"Oh, you are still a small child,son- you must eat all of this, but we are old now so we should eat less food."
This is what grandma says in her usual persuasive manner,whenever I get irked with her for trying to serve me some of her lunch too.Though I would maintain vigourously that old age definitely does not mean denial of good things in life, I seldom stop for some re-thinking. After all, if thats what I really believe , I should be living it too.
Instead I find myself foremost in a world participating in the heart-rending game of ignoring it's old 'uns.
There is a ritual observed in Hinduism which is prevalent in South India, called keeping "Pindam", which involves (as i remember) placing balls of cooked rice for crows to come and eat. This is done on some particular day after a near one has passed away in the family. It is believed that if the crows dont come eat the rice, the soul of the departed would never find peace.

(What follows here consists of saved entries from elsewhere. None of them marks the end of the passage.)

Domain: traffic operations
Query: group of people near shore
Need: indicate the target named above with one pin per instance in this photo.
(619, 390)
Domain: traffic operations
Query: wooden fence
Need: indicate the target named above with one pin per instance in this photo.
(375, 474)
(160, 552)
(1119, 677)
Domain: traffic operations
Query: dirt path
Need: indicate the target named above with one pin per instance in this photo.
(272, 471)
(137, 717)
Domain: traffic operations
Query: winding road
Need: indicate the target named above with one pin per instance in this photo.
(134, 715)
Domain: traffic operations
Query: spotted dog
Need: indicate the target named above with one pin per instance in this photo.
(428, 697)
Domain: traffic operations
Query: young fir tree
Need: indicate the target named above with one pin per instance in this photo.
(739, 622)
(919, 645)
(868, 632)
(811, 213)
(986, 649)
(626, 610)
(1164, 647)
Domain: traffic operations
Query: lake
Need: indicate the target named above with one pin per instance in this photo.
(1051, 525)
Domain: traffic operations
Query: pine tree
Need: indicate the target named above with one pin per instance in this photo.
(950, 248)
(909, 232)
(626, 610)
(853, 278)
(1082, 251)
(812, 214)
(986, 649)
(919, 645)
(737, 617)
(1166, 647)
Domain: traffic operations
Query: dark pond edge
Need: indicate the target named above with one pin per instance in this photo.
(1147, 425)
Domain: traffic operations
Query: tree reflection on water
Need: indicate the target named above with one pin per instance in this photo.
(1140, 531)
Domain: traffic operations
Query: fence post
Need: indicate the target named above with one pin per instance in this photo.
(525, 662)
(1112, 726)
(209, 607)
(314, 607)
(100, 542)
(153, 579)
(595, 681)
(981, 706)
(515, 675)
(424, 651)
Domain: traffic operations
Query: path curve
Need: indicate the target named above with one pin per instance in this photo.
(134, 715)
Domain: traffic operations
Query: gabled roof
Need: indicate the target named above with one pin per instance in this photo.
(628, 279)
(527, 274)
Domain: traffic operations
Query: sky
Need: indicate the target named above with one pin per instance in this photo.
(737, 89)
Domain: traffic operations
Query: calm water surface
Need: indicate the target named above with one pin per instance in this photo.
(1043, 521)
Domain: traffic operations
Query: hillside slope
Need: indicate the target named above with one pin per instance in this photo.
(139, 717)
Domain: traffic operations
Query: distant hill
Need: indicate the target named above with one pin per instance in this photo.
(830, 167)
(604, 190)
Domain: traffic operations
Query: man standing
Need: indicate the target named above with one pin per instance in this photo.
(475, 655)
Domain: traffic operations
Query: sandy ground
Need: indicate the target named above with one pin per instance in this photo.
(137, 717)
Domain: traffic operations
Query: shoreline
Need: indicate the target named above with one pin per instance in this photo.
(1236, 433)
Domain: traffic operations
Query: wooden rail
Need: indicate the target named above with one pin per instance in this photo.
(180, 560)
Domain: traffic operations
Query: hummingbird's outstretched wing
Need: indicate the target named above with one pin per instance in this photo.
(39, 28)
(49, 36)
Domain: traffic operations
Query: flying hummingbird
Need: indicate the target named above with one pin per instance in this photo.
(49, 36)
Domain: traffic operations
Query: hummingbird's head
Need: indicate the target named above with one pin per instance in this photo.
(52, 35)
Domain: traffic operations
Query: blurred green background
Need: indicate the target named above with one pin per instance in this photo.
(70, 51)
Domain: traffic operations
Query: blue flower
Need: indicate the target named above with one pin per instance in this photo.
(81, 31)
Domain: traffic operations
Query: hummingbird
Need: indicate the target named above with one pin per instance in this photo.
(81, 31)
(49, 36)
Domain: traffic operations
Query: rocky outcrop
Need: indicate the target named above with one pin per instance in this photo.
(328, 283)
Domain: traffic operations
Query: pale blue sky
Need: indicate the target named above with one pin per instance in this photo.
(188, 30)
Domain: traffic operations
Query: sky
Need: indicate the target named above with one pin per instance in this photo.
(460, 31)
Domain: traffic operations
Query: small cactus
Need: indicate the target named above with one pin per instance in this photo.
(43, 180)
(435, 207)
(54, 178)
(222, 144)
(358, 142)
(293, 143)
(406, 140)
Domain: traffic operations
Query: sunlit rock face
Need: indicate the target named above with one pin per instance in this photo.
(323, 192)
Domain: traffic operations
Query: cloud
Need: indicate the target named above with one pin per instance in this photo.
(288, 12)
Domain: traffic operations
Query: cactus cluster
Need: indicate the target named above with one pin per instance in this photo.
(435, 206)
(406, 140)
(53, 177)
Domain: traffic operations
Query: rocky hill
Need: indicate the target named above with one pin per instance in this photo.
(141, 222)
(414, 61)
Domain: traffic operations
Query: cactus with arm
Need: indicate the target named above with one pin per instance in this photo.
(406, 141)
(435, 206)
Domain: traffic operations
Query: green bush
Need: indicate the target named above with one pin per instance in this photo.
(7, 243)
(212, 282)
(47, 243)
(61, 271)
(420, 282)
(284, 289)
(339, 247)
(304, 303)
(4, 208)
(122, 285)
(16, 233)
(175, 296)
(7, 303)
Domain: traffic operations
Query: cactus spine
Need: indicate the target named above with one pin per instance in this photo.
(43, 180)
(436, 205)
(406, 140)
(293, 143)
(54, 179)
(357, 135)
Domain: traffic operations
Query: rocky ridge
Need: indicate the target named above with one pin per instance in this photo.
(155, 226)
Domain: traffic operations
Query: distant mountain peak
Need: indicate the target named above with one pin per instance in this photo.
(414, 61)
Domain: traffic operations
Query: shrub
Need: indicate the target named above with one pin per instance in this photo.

The old lady who has the local bus stop for a home,was abandoned there by her children after they had it with her incessant quarreling. Her children made sure they kept "Pindam" right in front of her before they left for good. That was someway to say "You are dead to us,mom". I have no clue which was worse- the horrors of seeing her children keep her "Pindam" while she was alive, or the fact that they didnt wait for the crows to come and eat the offering.
While most senior citizens dont face such distressing situations,it would be worth it to step into their shoes once in a while.
Your friends seldom call, your own family treats you like an expensive liability, you are rattled by more than one illness simultaneously, your mobile phone receives rare calls and even rarer messages, the world exists to make you feel all the more worse- once a vitality, now an infirmity.. once looking forward, now hoping to be in reverse gear.
Questions keep haunting me now and then- when I become old,am I to expect lesser love from my family? Should I expect others to misunderstand me over every little thing? Should I expect less hugs and lesser kisses then? Will my family assume that the tv will keep me spell-bound? Will my joys and my wounds seem to them of lesser worth and not much of a bother? Just because I am headed for the grave,will I get a kick in my rear and a card saying "Get There Soon !" ? I could go on and on.The Black Eyed Peas puts it so precisely - " As I get older, you people get colder.. "
What happened to the old lady at the bus stop?
I longed to see her warm in the thundering rains. I wished so much that she would stop smoking(so much for geriatrics). Of course the utmost I would do would be to smile at her while walking past. No point blaming me- who would want to talk to such an obnoxious and rude person?
After a few months, her daughter came riding by in a car.
And they took her home. Whatever caused that decision, hope she is receiving real geriatrics.